Turner’s treatment of the Basilica of Constantine reflects his knowledge of the Italian engraver, Giovanni Battista Piranesi (1720–1778), particularly the
Vedute di Roma, which Turner had studied as a young man in the collection of Sir Richard Colt Hoare at Stourhead. The close-up view of one of the great vaults, the compositional device of placing the Basilica diagonally to the picture plane, and the inclusion of figures and animals to enliven the design all recall Piranesi’s eighteenth-century etching,
Ruine des Speisesaals des Nero, sog.
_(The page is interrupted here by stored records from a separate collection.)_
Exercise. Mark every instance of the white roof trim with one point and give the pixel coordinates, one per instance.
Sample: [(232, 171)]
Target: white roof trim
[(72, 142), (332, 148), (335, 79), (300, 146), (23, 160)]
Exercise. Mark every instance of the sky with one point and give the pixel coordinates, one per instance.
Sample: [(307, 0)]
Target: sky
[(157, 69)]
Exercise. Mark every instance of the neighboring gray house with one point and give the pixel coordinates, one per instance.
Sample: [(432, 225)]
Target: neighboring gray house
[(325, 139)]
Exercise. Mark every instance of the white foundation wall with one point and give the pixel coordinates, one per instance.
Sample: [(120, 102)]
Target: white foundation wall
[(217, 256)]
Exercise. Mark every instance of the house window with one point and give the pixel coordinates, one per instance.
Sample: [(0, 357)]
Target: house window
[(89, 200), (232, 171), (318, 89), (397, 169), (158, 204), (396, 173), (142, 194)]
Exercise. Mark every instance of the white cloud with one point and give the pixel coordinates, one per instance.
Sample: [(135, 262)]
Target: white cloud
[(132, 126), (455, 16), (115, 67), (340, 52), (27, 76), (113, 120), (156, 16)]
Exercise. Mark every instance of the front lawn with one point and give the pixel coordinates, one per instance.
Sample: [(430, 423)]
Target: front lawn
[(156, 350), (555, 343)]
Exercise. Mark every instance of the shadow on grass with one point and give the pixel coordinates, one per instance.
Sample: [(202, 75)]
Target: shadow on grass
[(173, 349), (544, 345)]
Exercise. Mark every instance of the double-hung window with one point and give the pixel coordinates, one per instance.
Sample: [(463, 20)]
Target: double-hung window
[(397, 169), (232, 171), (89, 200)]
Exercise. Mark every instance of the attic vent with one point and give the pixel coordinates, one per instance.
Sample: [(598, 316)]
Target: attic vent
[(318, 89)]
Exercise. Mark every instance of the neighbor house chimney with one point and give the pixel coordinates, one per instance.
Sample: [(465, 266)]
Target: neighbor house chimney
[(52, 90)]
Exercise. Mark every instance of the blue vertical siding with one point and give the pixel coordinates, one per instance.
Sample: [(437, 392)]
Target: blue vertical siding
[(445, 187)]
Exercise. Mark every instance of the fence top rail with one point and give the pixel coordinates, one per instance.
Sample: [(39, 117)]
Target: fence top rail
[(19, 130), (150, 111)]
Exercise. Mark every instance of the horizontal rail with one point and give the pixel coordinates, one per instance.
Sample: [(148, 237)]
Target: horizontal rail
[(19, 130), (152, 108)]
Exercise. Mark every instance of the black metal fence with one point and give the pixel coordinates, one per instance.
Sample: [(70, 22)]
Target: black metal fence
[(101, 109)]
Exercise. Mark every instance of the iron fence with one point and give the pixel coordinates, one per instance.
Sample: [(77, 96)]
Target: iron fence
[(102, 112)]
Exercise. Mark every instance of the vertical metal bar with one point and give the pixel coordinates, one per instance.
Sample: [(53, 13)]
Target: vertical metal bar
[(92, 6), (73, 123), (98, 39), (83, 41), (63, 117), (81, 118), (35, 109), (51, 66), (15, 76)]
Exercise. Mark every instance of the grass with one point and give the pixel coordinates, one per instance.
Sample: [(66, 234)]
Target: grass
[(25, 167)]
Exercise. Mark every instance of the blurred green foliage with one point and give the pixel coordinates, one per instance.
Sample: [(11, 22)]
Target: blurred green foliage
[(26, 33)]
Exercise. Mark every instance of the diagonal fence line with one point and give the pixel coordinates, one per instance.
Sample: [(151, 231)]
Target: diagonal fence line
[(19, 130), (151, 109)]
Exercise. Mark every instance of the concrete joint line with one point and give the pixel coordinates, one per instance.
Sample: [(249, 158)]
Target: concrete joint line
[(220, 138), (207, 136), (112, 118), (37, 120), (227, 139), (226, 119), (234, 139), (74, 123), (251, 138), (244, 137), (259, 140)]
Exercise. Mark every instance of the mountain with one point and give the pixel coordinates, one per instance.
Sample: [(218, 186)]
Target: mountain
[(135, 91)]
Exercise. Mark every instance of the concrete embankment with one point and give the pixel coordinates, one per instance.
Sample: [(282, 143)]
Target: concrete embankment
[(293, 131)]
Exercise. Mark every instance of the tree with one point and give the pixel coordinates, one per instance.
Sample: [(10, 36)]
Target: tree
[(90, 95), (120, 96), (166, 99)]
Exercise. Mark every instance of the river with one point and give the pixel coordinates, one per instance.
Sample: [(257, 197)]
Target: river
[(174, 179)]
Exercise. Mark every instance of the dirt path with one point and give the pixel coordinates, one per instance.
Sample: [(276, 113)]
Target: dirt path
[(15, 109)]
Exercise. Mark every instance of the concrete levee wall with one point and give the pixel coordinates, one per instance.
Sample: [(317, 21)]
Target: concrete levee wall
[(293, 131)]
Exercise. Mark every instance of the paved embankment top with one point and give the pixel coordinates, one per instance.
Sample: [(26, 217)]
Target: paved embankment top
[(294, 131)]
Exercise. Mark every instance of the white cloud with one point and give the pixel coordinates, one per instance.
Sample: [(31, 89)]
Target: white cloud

Tempio della Pace.
2 There is also some similarity with the Roman watercolour paintings of the Swiss artist, Louis Ducros (1748–1810), for example
Basilique de Maxence (Musée cantonal des Beaux-Arts, Lausanne).
3 Like many pages within this sketchbook, the composition has been executed over a washed grey background. Turner first drew the outline in pencil before partially working up the view with watercolour, touches of white gouache and black pen-and-ink. Andrew Wilton has also suggested that the bright colouring and mixed media is a conscious imitation of the work of contemporary topographic and architectural draughtsmen such as Carlo Labruzzi (1748–1817) and Charles-Louis Clérisseau (1721–1820).
4 John Ruskin described it as a ‘noble study for its breadth of colour’.